The commission relented, granting Trump site approval in February 1994, then granted him a gaming license a month later.
"We're going to do a really spectacular job. I believe that in two years or less you'll all be looking at this site and you'll all be very happy you gave approval," he told the Commission.
Less than a year later, he'd lost interest and not a single spade of dirt was turned at the site. Ten years later, Katrina finished off the Oceanarium.
But The Donald wasn't finished with the Coast.
In 2005, a South Florida family that had a deal with Trump to use his name on its projects bid unsuccessfully on property once occupied by The President Casino in Biloxi. W.C. "Cotton" Fore and Roy Anderson III bid $82 million and won a piece of waterfront property scrubbed clean by Katrina. There hasn't been another casino there to this day.
A year later, Trump turned up in Diamondhead, where he signed a letter of agreement with Diamondhead Casino Corp. to build a casino on 40 acres on the Bay of St. Louis near Interstate 10 in Hancock County.

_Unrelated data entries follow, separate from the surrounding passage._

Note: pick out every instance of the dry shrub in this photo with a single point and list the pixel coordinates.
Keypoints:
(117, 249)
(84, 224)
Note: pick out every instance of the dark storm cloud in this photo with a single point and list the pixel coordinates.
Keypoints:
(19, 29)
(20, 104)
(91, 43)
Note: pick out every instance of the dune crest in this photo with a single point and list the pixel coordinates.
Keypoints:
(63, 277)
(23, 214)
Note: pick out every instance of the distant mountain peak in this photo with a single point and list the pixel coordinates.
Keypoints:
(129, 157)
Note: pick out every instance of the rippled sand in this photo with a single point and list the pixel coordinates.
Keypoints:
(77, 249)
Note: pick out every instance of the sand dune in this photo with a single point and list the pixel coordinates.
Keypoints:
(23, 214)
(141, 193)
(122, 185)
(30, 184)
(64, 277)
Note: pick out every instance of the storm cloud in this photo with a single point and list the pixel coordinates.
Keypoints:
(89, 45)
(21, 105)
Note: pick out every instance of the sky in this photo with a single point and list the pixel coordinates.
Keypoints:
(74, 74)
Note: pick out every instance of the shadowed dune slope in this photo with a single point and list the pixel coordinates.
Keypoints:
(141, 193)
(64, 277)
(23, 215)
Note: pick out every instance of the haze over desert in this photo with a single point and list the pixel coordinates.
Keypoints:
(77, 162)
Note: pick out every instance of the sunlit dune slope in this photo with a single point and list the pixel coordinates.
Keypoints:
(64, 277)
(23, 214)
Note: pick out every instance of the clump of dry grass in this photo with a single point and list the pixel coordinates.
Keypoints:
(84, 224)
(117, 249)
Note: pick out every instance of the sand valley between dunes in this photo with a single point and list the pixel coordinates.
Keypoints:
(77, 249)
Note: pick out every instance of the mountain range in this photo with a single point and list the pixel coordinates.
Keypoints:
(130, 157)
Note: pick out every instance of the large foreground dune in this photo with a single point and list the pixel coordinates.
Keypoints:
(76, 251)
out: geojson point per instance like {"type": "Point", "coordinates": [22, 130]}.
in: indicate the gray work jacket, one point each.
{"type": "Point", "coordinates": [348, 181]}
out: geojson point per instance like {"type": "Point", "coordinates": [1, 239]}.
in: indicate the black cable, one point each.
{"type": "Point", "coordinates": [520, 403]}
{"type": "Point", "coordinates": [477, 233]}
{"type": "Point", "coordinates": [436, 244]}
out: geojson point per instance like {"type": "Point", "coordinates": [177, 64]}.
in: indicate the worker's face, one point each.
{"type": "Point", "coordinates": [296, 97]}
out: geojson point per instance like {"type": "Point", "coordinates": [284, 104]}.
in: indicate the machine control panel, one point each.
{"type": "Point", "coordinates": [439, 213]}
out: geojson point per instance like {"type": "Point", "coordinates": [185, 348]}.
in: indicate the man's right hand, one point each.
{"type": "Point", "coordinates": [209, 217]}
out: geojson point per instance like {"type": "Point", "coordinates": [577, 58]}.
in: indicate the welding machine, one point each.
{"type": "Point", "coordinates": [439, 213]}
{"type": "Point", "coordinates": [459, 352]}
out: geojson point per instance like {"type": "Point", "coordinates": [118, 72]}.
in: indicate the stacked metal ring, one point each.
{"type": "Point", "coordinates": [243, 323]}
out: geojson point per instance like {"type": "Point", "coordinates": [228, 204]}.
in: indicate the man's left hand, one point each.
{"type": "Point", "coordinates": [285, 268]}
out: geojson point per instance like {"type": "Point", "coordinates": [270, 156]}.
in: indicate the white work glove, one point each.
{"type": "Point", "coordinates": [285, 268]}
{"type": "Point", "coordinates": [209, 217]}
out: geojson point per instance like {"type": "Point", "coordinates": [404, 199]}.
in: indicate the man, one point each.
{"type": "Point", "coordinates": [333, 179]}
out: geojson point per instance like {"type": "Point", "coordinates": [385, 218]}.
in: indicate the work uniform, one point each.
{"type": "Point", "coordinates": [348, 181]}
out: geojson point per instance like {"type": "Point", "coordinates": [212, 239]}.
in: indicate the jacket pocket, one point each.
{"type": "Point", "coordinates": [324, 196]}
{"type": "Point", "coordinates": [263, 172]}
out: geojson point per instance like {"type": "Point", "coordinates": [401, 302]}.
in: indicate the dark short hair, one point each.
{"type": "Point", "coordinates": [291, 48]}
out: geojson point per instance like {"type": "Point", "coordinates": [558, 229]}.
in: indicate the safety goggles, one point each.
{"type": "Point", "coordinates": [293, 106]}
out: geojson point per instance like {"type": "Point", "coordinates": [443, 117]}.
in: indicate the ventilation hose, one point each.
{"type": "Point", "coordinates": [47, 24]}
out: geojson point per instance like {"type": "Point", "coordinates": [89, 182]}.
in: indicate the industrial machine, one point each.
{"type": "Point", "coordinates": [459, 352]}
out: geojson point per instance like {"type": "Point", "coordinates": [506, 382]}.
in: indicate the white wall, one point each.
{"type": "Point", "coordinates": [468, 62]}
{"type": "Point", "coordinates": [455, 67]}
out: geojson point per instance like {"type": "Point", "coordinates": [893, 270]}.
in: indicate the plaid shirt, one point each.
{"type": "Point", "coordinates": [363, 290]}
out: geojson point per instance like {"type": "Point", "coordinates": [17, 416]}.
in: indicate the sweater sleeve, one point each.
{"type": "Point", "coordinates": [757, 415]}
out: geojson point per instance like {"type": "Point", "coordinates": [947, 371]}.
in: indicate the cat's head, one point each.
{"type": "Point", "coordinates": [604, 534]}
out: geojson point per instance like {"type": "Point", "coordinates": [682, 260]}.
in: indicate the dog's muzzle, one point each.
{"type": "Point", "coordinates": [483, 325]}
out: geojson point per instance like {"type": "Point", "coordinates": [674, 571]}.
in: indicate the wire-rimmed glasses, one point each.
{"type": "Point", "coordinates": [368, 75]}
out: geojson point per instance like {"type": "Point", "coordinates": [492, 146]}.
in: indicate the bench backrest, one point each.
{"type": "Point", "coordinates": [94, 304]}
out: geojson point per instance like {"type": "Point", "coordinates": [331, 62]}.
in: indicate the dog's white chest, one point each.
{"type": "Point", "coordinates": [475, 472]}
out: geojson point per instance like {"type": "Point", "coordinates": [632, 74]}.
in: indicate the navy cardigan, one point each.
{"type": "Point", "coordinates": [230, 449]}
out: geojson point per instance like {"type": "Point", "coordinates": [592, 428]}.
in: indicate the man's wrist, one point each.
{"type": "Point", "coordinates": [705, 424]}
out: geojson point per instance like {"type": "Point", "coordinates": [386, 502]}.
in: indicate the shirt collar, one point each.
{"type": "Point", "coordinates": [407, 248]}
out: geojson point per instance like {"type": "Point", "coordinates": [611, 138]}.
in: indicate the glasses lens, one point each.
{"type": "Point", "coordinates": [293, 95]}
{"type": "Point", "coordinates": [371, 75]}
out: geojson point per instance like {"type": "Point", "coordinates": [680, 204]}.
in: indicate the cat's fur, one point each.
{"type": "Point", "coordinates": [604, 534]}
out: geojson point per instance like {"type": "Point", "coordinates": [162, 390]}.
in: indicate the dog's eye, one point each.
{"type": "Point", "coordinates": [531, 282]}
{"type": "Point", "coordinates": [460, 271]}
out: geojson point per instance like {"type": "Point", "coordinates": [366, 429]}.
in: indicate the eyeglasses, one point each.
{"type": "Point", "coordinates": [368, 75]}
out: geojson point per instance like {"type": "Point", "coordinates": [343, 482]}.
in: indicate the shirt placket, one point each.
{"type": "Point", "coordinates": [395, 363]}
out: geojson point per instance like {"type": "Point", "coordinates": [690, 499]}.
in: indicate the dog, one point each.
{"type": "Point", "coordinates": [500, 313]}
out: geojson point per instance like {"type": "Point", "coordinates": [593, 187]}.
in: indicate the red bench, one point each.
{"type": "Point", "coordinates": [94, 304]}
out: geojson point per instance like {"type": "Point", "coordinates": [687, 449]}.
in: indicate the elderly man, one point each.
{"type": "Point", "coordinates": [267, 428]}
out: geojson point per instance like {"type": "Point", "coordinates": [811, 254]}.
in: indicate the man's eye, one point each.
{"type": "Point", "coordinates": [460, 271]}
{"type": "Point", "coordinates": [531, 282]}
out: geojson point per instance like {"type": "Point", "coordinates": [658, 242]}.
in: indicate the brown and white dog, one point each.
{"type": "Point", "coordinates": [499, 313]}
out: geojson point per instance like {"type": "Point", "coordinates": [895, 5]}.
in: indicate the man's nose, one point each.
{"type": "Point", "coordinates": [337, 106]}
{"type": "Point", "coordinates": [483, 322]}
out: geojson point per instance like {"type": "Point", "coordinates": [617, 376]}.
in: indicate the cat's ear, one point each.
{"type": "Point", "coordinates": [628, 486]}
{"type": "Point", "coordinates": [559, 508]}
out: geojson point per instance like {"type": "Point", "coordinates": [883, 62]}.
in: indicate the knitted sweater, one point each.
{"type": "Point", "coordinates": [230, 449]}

He was uncharacteristically quiet this time, letting the local company do the talking.
"The outside world does not view Mississippi as a land-based casino market," said Deborah A. Vitale, the chief executive officer of Diamondhead Casino Corp. "It just thinks of boats and barges.
"This changes everything. It's a dramatic change in the way your state will be viewed. You have fantastic golf. You have golf courses all over the place. You have the weather, the water and golf. You have it all."
A year after that, Trump pulled out again.